Keep in mind that a two-week-old scent trail laid in a residential area that is highly contaminated with other animal scents and dispersed with vehicular traffic is much more difficult to work than a two-week-old scent trail laid in the depths of a cool, damp forest thick with vegetation. Scent has a better chance of surviving in shady, damp, and cool areas than it does in open ground or pavement where it is easily moved by wind currents, swirled around by passing cars, and ultimately dried out and destroyed by direct sunlight. Although no one knows exactly how many days a scent trail will be viable, we can make estimates based on prior successes of cases worked by police Bloodhounds and search-and-rescue trailing dogs who have made actual walk-up finds. The majority of successful scent trails where these dogs actually found the lost person or criminal were basically hours or a few days old. The oldest documented scent trail that we could uncover in our research is detailed in the book The Complete Bloodhound by Catherine Brey and Lena Reed. The authors write about how "a new record in mantrailing was established" when a Bloodhound handler named Norman Wilson and his three Bloodhounds (Doc Holiday, Queen Guinevere, and Big Nose Kate) successfully tracked a scent trail of three missing people lost in the "wet, dense forests of Western Oregon." By the time Wilson worked his hounds, the scent trail was 322 hours (thirteen days) old. His hounds led Wilson to the bodies of the missing hikers.

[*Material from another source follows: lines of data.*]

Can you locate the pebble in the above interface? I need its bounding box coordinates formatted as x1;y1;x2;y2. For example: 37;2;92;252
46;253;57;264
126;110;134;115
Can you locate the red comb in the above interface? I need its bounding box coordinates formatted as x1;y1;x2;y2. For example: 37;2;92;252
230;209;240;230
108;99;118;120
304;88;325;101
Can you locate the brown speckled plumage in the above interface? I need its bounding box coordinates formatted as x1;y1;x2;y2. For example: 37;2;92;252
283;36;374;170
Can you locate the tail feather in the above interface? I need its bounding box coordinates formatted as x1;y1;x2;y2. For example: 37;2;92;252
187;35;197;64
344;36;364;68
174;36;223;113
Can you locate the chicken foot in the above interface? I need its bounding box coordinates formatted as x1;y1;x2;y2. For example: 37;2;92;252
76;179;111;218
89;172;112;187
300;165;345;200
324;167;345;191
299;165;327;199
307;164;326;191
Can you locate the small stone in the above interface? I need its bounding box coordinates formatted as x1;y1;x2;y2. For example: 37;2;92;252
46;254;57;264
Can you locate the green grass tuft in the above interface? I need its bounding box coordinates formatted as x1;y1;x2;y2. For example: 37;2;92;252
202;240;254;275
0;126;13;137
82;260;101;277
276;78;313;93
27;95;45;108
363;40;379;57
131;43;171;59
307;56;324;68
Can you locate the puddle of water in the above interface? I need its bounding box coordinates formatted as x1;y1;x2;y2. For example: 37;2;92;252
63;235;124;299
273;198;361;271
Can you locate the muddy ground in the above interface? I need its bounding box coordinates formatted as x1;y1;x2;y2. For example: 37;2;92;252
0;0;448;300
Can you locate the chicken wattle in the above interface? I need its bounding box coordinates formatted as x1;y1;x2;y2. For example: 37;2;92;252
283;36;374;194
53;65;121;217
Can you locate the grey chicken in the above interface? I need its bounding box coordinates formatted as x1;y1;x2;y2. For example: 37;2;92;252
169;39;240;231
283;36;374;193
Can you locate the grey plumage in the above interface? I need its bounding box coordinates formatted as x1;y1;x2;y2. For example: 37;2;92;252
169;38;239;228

We've heard of tracking authorities who believe that a scent trail vanishes once a person walks on pavement and others who believe that a scent trail dissipates after eight hours. At the other end of the spectrum, there are currently a few pet detectives who claim their search dogs can track a lost pet scent trail that is several (five) months old. There is even a pet detective who claims that a specific trailing dog can track a lost pet scent trail that is up to a year old! For decades trailing dogs handled by volunteers and law enforcement officers have only been capable of following scent trails that are less than two weeks old and yet suddenly, people charging a fee for their pet tracking services are miraculously able to train dogs who can track scent trails that are months old. While making such claims opens the door for more business revenue (it enables them to respond on searches where the lost dog has been missing for months), these types of seemingly exaggerated claims put MAR work and the pet detective industry in jeopardy of being dismissed as "a scam" by scent dog industry professionals who understand the fragile nature of scent.